The site covers celebrity news, technology and all kinds of business out of New York. We have previously reported on some of their work. Some of their content is aggregated from elsewhere but they also do original reporting and commentary. Recently, that’s included everything from President Barack Obama’s tweet in favor of the Muslim youth arrested in Irving, Texas, because he brought an object to school that supposedly looked like a bomb to the decline of organized religion in America.
But its specialty is a alternative religion that is very tough for any journalist to cover: Scientology. Business Insider gave a lot of PR to “Going Clear,” the HBO film (that premiered March 29) about Scientology and is still doing follow-ups. A recent sample:
As director Alex Gibney prepares for the release of his latest movie, “Steve Jobs: The Man in the Machine,” it’s hard to pass up a chance to talk to the Oscar winner about his other recent film, the HBO Scientology documentary “Going Clear: Scientology and the Prison of Belief.”
At a recent screening of his Steve Jobs doc, Business Insider spoke with Gibney and asked him if he’s dealt with the same harassment by members of the Church of Scientology that former members of the church shown in the film say they have received.
“They’ve come after the people in the film much harder than I,” Gibney told Business Insider. “But they’ve come after me pretty hard and it’s a strange thing to be vilified 24/7. There is a set of danger around that and I have to be concerned.”
The reporter also got a quote from the Church of Scientology that ran at the bottom of the piece. Business Insider has run many other articles about the film and the controversial group, possibly because of the religion’s affiliation with Tom Cruise (or he with it), and its massive financial resources.
I learned that Henry Blodget posted a controversial column three years ago asking why some people hate Jews. It got a ton of criticism but it did show someone who is not afraid to ask impolite questions about religion.

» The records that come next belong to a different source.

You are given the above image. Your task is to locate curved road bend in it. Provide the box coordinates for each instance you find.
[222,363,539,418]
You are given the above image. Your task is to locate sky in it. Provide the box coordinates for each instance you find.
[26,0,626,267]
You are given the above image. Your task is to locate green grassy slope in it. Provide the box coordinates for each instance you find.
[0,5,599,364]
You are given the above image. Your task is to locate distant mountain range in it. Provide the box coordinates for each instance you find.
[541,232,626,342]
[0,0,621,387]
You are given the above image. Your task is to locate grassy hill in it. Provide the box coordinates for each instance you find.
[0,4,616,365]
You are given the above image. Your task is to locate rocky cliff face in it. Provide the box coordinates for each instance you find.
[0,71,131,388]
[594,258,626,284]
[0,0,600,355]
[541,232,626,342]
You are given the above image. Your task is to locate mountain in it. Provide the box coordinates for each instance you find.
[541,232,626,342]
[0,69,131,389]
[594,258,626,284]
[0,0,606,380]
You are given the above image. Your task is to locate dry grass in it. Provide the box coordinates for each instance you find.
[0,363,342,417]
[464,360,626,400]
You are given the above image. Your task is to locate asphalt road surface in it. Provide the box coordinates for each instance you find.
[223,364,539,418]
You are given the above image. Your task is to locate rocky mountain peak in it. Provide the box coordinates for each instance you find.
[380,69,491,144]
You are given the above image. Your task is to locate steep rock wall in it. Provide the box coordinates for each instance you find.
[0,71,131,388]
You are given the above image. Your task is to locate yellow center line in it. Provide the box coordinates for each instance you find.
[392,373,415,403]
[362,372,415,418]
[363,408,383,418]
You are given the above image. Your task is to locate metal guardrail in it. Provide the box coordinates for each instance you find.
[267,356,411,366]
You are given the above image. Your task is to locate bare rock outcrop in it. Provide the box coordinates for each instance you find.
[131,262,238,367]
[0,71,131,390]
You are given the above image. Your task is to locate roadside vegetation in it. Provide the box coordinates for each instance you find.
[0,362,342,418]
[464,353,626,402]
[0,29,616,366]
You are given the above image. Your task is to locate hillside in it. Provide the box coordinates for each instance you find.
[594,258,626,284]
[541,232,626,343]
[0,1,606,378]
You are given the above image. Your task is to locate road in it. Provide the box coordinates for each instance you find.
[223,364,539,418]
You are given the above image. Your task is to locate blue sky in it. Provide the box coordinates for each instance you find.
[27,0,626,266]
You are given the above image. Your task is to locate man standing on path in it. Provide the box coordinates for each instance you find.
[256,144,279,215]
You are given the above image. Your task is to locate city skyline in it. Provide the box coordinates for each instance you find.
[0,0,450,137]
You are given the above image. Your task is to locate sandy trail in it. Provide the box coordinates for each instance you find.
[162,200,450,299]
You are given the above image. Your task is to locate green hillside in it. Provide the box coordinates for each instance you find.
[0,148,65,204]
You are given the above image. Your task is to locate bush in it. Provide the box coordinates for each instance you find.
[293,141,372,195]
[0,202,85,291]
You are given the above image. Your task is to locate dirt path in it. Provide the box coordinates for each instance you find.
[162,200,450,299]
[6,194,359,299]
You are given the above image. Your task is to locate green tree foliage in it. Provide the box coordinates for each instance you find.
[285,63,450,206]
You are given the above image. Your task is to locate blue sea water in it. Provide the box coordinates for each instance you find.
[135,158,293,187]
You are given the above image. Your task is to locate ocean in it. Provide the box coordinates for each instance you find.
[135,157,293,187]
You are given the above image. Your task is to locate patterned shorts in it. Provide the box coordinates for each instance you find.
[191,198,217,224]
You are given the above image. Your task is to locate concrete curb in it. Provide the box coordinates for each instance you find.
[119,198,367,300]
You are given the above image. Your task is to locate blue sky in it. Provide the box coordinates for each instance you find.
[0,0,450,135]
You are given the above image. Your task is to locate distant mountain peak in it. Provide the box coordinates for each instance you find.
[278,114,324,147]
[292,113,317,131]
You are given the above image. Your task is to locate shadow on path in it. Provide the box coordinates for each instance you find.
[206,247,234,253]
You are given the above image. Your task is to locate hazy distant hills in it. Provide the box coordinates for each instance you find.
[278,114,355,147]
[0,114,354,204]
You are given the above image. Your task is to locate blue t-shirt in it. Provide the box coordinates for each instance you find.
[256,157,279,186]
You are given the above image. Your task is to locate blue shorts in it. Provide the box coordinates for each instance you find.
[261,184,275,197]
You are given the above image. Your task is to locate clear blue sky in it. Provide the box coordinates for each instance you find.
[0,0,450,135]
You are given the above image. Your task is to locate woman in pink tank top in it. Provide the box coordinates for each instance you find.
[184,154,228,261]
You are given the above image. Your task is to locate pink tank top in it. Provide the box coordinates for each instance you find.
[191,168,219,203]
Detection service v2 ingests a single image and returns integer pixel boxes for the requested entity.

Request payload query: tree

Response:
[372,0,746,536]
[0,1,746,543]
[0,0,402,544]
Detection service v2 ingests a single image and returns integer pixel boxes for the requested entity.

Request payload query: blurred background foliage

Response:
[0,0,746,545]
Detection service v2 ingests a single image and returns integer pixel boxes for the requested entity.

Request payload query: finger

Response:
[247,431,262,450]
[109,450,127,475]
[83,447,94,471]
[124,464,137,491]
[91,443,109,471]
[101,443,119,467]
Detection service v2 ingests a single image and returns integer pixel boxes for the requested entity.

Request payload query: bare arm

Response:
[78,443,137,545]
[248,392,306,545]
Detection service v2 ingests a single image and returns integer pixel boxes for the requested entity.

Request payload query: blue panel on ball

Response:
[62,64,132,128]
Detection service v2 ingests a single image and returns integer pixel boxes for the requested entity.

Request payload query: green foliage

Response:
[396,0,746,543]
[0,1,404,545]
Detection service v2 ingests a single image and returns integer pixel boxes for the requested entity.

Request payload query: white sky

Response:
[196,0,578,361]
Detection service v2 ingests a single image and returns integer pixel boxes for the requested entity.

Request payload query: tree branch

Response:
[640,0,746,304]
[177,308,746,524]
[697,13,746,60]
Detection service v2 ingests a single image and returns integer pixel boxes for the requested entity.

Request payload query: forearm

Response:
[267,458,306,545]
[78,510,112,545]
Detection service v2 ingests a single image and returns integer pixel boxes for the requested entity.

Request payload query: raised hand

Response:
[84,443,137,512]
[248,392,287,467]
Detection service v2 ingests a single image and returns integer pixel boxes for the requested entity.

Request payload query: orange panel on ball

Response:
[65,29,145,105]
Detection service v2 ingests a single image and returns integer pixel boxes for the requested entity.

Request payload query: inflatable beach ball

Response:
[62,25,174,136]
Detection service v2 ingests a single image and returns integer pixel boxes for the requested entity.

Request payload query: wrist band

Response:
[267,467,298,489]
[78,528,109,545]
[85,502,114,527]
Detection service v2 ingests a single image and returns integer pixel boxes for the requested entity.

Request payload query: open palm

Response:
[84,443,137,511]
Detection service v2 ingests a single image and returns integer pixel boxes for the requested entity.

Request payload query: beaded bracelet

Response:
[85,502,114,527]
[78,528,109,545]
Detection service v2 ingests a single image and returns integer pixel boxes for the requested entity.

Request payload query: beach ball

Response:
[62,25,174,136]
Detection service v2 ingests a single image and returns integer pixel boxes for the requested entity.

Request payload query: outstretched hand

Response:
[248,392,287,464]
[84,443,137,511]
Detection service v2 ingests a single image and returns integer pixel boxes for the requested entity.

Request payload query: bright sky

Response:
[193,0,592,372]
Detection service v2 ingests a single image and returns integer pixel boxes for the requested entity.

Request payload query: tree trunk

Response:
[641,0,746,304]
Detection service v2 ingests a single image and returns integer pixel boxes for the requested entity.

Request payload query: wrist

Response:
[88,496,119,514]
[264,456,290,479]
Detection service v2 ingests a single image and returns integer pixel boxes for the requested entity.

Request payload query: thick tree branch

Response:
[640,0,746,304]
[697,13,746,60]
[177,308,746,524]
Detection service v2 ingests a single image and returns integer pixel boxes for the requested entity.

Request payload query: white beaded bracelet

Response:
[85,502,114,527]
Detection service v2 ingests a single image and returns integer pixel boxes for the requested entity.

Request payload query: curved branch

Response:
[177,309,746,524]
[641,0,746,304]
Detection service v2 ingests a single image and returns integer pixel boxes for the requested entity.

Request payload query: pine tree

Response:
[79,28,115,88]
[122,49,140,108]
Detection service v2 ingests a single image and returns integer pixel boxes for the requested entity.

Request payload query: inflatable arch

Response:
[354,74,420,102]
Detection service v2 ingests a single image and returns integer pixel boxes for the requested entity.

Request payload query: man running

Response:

It’s unclear what religion Blodget is -- apparently Judaism is not it -- but there are some Catholic Democrats who feel he thinks like them. And he has come back into vogue recently so Blodget and his website are worth watching. Plus the fact that Business Insider sees religion as something to report about, not to avoid because yes, following the money is important in the world of faith.
Are you listening, Wall Street Journal? Remember the early 1990s, when national religion-news coverage at the WSJ was must reading?
I am not faulting the Journal's international coverage or its new Vatican hire, but I'd like to see a veteran, experienced beat reporter covering religion in the United States. The team leaders at Business Insider are at least making the attempt.